Now, time to go start some flame wars and make you both earn your keep. :EG:


----------



## Sarah (Dec 16, 2004)

YAY...Congrates Georgia and Jason.. You are both fantastic and will do an awesome job.


----------



## TigerWoman (Dec 16, 2004)

Congrats Jason, ohhh, does that mean that I can't tell you and Castillo to stay on topic?   TW


----------



## bignick (Dec 16, 2004)

Congrats to both of you...I'll have to try to stay in line...


----------



## Bob Hubbard (Dec 16, 2004)

As the new members on staff, we have high expectations for them both.

The first is to fully restock the mod-bar, which is running dangerously low as of late.


----------



## shesulsa (Dec 16, 2004)

Kaith Rustaz said:
			
		

> The first is to fully restock the mod-bar, which is running dangerously low as of late.

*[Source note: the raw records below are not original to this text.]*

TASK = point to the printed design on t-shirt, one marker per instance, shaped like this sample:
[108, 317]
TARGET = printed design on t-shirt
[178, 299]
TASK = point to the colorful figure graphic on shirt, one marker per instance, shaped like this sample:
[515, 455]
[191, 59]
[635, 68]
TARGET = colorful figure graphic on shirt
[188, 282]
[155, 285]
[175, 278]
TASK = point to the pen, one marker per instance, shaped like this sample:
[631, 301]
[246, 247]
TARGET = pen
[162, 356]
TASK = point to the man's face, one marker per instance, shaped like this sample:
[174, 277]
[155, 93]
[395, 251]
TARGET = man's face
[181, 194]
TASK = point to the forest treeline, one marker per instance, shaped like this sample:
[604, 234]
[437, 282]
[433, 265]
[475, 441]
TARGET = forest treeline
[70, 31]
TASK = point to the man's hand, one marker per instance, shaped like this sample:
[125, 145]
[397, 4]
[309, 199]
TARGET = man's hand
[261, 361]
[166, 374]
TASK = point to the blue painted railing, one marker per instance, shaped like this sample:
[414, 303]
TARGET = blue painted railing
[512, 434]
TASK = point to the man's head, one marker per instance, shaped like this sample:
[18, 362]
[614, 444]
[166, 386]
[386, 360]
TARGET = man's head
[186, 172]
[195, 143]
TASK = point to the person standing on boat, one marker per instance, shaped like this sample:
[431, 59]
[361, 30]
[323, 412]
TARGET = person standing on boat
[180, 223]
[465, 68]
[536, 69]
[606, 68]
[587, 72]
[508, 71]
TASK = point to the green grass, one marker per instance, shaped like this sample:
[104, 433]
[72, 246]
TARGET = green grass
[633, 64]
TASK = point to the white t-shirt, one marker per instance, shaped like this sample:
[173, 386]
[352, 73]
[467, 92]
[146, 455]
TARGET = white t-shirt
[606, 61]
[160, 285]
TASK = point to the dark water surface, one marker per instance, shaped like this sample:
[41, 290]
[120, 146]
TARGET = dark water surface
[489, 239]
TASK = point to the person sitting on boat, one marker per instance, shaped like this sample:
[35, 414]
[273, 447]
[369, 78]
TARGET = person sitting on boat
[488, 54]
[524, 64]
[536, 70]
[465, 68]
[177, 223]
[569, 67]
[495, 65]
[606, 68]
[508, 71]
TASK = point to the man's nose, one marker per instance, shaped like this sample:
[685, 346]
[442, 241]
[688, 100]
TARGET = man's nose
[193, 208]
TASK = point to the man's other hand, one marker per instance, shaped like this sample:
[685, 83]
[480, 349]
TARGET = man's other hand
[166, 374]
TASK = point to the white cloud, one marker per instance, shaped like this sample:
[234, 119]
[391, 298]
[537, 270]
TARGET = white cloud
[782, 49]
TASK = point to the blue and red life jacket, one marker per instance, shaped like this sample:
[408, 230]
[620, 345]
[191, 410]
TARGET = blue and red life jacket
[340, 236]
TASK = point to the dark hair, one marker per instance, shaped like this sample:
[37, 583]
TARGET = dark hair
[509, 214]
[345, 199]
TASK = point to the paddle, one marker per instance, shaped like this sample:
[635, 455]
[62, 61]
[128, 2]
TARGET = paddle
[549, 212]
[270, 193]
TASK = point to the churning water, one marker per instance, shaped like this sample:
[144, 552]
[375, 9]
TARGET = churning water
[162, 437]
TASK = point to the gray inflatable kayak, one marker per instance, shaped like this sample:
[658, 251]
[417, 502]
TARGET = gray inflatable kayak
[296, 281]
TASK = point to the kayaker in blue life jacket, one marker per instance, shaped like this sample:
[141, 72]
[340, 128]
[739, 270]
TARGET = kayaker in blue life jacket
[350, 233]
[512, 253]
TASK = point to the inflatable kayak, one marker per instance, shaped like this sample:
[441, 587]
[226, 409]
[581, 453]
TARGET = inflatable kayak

 _*Trotting to the Mod Lounge with cases of homemade 20% alcohol blackberry wine, lager and gin precariously balanced on head* _


----------



## Lisa (Dec 16, 2004)

Congrats Jason and Shesulsa.  So where is the party?


----------



## jfarnsworth (Dec 16, 2004)

TigerWoman said:
			
		

> Congrats Jason, ohhh, does that mean that I can't tell you and Castillo to stay on topic?   TW



We _*ALWAYS* _ need to keep an eye on Dr. Kenpo!


----------



## jfarnsworth (Dec 16, 2004)

Hi all and thanks for the welcome. I hope to live up to Kaith's expectations. Now as long as everyone plays nicely together I won't have to look like a mean old Ogar. Not that I'm all that scary or anything but everyone in the Korean section seems to be kind to others. 
Anyways I have a background in TKD as for the others  :idunno:  I'm going to have to watch and learn. 
Jason Farnsworth


----------



## jfarnsworth (Dec 16, 2004)

Kaith Rustaz said:
			
		

> The first is to fully restock the mod-bar, which is running dangerously low as of late.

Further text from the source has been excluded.